Hedge Fund Deregistration

Cite this Article
Bill Sjostrom, Hedge Fund Deregistration, Truth on the Market (September 23, 2006), https://truthonthemarket.com/2006/09/23/hedge-fund-deregistration/

This Bloomberg article notes that 106 hedge funds have withdrawn their registrations under the Advisers Act since the SEC’s rule requiring registration was struck down in Goldstein v. SEC. According to the article:

SEC spokesman John Heine said 70 hedge fund managers told the agency they opted out because registration is no longer required. The other 36 may have withdrawn for any number of reasons, such as closing down their funds, he said. Heine declined to name any of the hedge funds.

Interestingly,

[a] total 2,479 of the roughly 7,000 U.S.-based funds remain registered with the SEC and subject to spot-checks. Those that stay probably are doing so to attract pension plans and charitable foundations, which are more concerned with regulatory compliance, said Barry Barbash, a former director of the SEC’s investment-management division.

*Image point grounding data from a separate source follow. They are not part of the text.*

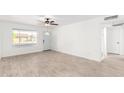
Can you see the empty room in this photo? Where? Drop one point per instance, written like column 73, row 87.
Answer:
column 61, row 45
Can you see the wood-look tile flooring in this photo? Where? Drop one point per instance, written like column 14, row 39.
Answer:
column 55, row 64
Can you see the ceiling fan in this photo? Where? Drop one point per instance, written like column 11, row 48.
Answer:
column 48, row 21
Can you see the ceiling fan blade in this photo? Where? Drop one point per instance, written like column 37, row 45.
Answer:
column 55, row 24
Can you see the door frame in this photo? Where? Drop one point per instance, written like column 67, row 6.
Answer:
column 104, row 42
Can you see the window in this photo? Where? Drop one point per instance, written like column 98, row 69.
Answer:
column 24, row 37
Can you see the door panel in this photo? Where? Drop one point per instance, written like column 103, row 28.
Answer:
column 113, row 40
column 46, row 42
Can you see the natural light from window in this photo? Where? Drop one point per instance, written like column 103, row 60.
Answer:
column 21, row 37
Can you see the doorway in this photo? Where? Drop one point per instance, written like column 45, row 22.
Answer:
column 112, row 41
column 46, row 41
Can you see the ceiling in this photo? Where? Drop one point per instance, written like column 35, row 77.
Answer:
column 34, row 19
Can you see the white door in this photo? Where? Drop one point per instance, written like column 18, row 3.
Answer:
column 46, row 41
column 113, row 40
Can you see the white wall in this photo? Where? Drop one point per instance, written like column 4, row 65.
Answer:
column 122, row 41
column 7, row 49
column 120, row 33
column 81, row 39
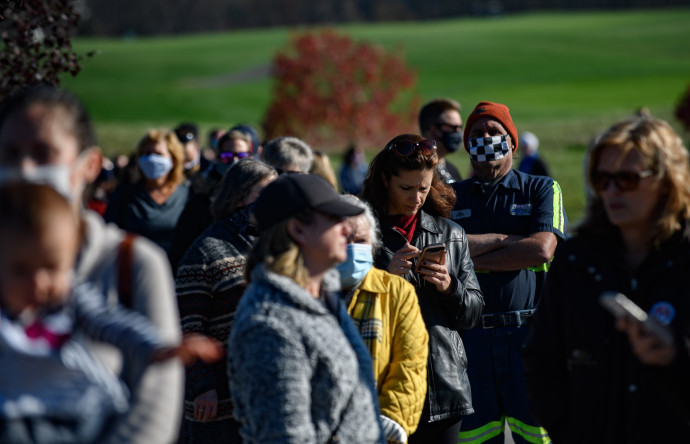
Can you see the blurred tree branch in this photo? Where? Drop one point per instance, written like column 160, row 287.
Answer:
column 36, row 37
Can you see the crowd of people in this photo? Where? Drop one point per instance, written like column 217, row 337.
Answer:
column 246, row 292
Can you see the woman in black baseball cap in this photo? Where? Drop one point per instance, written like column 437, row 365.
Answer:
column 299, row 370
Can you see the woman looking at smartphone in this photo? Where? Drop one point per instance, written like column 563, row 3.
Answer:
column 412, row 205
column 589, row 382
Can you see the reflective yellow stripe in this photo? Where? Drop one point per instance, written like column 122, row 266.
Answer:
column 558, row 218
column 543, row 267
column 483, row 433
column 529, row 433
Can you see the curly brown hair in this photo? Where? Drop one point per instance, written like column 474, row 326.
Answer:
column 387, row 163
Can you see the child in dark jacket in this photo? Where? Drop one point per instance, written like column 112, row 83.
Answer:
column 51, row 388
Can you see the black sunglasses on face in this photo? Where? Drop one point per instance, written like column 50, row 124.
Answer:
column 427, row 147
column 227, row 157
column 624, row 180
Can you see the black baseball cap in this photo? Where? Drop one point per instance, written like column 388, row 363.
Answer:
column 291, row 194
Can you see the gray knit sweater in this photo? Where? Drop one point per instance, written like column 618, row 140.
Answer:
column 299, row 372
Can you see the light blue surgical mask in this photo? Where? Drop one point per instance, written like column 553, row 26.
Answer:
column 358, row 263
column 154, row 166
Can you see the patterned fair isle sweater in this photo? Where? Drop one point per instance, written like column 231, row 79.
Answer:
column 209, row 284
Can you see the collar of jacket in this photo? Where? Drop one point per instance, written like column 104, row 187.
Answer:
column 290, row 290
column 373, row 282
column 510, row 180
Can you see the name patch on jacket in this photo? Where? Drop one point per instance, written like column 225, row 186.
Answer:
column 521, row 209
column 663, row 312
column 461, row 214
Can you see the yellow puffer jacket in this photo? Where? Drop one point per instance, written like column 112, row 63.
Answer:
column 386, row 312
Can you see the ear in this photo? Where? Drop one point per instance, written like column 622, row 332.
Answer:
column 297, row 231
column 92, row 164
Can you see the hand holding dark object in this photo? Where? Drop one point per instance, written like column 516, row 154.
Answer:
column 647, row 346
column 206, row 406
column 400, row 262
column 193, row 347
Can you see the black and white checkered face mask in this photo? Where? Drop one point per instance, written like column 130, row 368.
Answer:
column 486, row 149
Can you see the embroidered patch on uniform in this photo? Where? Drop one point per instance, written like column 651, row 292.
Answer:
column 663, row 312
column 521, row 209
column 461, row 214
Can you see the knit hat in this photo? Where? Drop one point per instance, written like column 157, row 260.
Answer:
column 495, row 111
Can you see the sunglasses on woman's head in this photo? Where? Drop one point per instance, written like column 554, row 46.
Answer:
column 624, row 180
column 227, row 157
column 427, row 147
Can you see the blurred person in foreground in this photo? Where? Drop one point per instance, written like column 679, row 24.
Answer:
column 299, row 371
column 236, row 144
column 52, row 389
column 513, row 223
column 386, row 312
column 46, row 136
column 151, row 206
column 209, row 284
column 588, row 381
column 440, row 120
column 412, row 204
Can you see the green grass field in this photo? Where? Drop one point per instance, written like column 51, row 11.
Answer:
column 565, row 76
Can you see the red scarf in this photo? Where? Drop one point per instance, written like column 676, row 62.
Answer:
column 405, row 224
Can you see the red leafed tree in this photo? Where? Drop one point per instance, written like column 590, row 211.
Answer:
column 331, row 91
column 683, row 110
column 36, row 36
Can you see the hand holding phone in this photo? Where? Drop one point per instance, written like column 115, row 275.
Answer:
column 431, row 253
column 622, row 307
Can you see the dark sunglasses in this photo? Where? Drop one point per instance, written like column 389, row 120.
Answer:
column 227, row 157
column 426, row 147
column 455, row 128
column 624, row 180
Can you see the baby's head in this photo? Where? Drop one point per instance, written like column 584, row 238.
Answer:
column 39, row 242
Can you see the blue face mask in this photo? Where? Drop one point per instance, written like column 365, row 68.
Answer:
column 358, row 263
column 155, row 166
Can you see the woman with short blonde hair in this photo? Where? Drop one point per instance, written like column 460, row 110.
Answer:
column 153, row 204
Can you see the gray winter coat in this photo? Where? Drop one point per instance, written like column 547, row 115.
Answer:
column 299, row 372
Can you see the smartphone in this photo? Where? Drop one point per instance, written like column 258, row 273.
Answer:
column 431, row 253
column 621, row 306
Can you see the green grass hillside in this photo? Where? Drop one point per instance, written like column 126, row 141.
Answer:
column 564, row 76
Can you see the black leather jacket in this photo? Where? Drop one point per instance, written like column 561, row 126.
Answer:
column 584, row 382
column 448, row 389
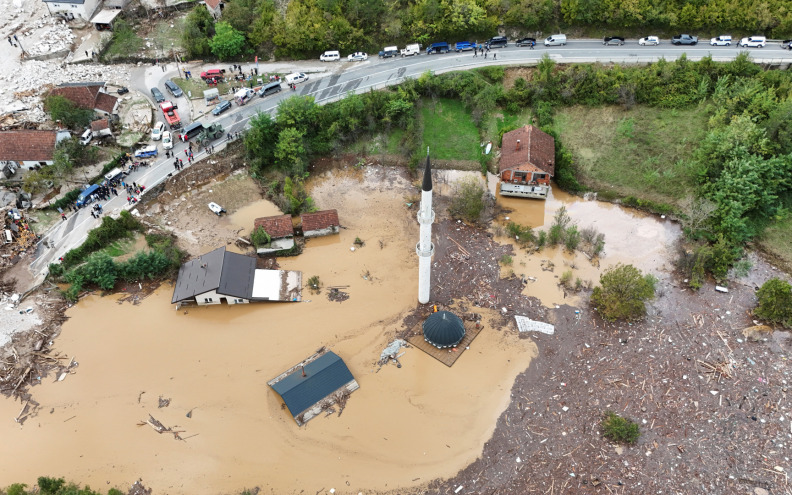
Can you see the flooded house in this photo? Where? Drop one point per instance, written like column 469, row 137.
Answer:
column 221, row 275
column 527, row 163
column 320, row 223
column 281, row 232
column 313, row 385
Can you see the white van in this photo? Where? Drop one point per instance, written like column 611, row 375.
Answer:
column 330, row 56
column 555, row 40
column 296, row 78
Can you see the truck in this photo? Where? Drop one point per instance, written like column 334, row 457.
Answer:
column 244, row 95
column 409, row 50
column 171, row 117
column 439, row 47
column 684, row 39
column 389, row 51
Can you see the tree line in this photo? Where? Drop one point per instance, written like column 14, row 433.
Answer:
column 305, row 28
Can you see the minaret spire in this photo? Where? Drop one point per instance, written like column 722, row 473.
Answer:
column 425, row 248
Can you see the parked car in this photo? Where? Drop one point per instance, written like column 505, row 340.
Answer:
column 753, row 42
column 173, row 89
column 157, row 130
column 157, row 94
column 221, row 107
column 357, row 57
column 684, row 39
column 649, row 40
column 526, row 42
column 497, row 42
column 722, row 40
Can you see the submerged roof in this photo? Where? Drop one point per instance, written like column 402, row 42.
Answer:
column 323, row 376
column 319, row 220
column 443, row 329
column 528, row 145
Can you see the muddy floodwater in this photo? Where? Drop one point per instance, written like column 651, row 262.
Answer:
column 402, row 428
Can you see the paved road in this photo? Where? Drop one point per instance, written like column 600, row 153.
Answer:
column 329, row 82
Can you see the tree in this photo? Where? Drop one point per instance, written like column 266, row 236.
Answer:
column 775, row 302
column 64, row 110
column 227, row 43
column 623, row 292
column 467, row 200
column 198, row 30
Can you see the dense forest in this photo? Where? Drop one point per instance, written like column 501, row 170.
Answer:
column 304, row 28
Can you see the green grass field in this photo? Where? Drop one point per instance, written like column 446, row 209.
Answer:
column 449, row 130
column 641, row 152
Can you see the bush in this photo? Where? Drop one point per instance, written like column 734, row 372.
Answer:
column 619, row 429
column 775, row 302
column 623, row 292
column 467, row 200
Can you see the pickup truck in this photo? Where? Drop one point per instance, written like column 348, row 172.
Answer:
column 389, row 51
column 409, row 50
column 684, row 39
column 171, row 117
column 464, row 46
column 440, row 47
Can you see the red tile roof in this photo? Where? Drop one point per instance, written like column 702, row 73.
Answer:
column 82, row 96
column 98, row 125
column 536, row 149
column 27, row 145
column 277, row 226
column 105, row 102
column 319, row 220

As an aside, the article notes that Amaranth did not register. It seems unlikely, however, that registration would have prevented the billions in trading losses. As Dale Oesterle notes in his recent paper “Regulating Hedge Funds,” “registration . . .does not require an adviser to follow or avoid any particular trading strategy, does not require or prohibit any specific investments, and does not require an adviser to reveal specific trading strategies or disclose their specific portfolio holdings.”